Villinski imagines a dozen Emergency Response Studios deploying around the globe (the price is $89,000 each), but perhaps the work is most notable for provoking the question: just what kind of contribution does an artist make in post-trauma situations, anyway?
The celebrated British graffiti artist Banksy also parachuted into New Orleans, posting his light-hearted graphics at public spaces around the city. Call me cranky, but the one that remains, a silhouette of a girl with a wind-blown umbrella (off a salt container?) painted on the concrete levee, strikes me as a bit too blithe.
A local art vigilante, dubbed The Grey Ghost, seems to agree, for he has painted out most of the other Banksy graffiti, along with any other graffiti he can find, with swathes of neutral gray paint. The late Minimalist Donald Judd is said to have done the same thing when his building in SoHo was hit by graffiti.

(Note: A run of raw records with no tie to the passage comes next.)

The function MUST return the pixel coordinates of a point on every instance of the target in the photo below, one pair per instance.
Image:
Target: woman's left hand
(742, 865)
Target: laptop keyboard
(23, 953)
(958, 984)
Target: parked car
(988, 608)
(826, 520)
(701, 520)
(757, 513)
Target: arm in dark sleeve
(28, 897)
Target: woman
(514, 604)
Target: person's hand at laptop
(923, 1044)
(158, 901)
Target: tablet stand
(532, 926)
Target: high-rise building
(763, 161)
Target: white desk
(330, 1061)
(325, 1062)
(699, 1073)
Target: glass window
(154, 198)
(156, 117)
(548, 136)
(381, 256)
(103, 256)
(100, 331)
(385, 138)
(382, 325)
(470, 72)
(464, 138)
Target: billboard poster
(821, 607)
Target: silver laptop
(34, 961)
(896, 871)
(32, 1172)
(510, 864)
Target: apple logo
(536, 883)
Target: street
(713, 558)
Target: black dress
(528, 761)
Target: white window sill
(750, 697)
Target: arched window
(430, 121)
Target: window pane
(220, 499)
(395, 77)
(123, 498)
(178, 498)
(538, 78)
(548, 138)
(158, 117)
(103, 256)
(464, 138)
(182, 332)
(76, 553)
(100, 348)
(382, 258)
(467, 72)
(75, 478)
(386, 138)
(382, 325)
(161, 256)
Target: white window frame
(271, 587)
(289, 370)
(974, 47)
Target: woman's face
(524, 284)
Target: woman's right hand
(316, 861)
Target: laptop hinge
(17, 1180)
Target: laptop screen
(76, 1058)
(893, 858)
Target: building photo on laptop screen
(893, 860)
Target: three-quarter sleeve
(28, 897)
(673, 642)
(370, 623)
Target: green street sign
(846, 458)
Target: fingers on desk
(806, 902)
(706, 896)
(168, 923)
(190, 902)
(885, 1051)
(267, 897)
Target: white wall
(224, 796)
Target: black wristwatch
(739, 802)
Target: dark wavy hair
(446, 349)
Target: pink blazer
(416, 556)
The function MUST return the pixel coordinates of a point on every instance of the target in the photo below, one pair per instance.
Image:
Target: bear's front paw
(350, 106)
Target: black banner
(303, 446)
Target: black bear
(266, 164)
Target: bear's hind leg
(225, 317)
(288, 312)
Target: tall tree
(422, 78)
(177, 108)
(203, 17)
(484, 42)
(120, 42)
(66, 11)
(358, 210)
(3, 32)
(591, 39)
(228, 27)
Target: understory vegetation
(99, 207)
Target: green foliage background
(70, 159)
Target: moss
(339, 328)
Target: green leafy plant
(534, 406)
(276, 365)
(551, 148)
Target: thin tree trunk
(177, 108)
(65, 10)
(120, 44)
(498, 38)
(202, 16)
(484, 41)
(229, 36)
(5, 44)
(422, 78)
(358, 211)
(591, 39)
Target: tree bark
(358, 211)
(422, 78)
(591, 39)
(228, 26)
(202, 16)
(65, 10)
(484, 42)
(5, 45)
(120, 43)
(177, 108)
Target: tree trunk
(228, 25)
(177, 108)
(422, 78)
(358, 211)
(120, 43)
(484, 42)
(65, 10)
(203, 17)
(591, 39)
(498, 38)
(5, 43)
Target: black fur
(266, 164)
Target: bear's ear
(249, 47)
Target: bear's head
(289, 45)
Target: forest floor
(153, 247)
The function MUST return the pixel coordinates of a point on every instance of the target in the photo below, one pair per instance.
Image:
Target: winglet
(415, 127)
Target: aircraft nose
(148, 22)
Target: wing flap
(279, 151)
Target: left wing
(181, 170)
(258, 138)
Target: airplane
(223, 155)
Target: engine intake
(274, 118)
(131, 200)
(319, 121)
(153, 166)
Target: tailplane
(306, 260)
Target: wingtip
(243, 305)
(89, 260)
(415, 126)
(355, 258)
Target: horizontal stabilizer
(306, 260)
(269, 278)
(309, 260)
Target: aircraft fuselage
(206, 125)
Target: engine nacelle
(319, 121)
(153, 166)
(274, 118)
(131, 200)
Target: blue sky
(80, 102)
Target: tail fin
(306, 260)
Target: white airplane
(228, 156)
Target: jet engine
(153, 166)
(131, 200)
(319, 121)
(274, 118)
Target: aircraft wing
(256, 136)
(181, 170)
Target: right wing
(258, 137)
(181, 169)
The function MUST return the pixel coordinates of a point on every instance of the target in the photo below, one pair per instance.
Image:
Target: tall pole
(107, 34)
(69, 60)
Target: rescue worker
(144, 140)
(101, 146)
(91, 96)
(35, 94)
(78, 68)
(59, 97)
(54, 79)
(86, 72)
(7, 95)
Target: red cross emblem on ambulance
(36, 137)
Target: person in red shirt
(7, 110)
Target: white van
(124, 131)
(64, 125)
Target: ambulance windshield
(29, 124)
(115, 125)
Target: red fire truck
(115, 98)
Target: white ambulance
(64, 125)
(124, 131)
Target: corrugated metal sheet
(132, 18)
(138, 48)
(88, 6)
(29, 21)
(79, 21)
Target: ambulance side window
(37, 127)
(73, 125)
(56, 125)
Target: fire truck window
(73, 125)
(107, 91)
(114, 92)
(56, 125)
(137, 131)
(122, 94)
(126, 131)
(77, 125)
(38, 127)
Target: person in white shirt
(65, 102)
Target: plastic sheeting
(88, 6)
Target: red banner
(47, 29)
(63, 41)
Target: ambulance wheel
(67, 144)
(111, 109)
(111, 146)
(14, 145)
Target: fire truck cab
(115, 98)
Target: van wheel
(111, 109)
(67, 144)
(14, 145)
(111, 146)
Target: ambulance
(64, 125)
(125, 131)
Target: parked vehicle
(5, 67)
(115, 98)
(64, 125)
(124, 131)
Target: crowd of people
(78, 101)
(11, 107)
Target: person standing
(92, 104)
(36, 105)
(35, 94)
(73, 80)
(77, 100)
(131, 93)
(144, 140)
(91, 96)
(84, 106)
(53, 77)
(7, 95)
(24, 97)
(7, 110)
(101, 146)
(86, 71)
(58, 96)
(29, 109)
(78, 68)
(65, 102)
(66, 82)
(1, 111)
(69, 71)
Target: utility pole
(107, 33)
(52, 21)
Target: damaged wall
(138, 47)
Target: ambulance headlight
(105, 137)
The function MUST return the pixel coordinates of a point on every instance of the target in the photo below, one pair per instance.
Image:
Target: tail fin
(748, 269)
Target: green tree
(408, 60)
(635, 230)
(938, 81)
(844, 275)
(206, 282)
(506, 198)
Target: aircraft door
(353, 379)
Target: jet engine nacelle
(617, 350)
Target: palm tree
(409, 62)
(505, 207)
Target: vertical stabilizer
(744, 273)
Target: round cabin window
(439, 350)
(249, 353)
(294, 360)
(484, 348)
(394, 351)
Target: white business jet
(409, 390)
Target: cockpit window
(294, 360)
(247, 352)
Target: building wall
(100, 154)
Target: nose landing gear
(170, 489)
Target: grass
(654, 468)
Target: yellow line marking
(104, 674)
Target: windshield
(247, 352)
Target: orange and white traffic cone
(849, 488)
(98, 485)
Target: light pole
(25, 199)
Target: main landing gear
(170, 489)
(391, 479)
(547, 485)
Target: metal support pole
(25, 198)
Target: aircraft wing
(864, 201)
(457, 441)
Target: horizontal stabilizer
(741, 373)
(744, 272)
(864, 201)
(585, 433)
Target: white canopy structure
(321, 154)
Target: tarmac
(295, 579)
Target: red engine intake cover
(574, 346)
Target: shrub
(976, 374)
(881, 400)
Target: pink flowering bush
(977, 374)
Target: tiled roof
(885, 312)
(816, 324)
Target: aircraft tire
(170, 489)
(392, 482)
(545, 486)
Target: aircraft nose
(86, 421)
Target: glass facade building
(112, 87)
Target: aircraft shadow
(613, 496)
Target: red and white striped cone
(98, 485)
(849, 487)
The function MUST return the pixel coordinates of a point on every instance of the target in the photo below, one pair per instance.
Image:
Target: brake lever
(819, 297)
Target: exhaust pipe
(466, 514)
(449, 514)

The overall effect of "Prospect.1" cannot be underestimated. People love New Orleans, and the art shows that love. For a New Yorker, the effect of the city is as dramatic as it is unexpected: New Orleans takes the reprobate scallywag nihilists of the contemporary avant-garde and converts them, like Saul on the road to Damascus, into goody-two-shoes bleeding-heart believers in the nobility of humankind.
For this image, I like a resin-coated collage-painting by Fred Tomaselli from 2004, titled Abductor and featuring not a hurricane but a tornado -- Dorothy’s tornado from the Wizard of Oz. May "Prospect.1" help bring to New Orleans the brains, heart and courage it needs to thrive.
WALTER ROBINSON is editor of Artnet Magazine.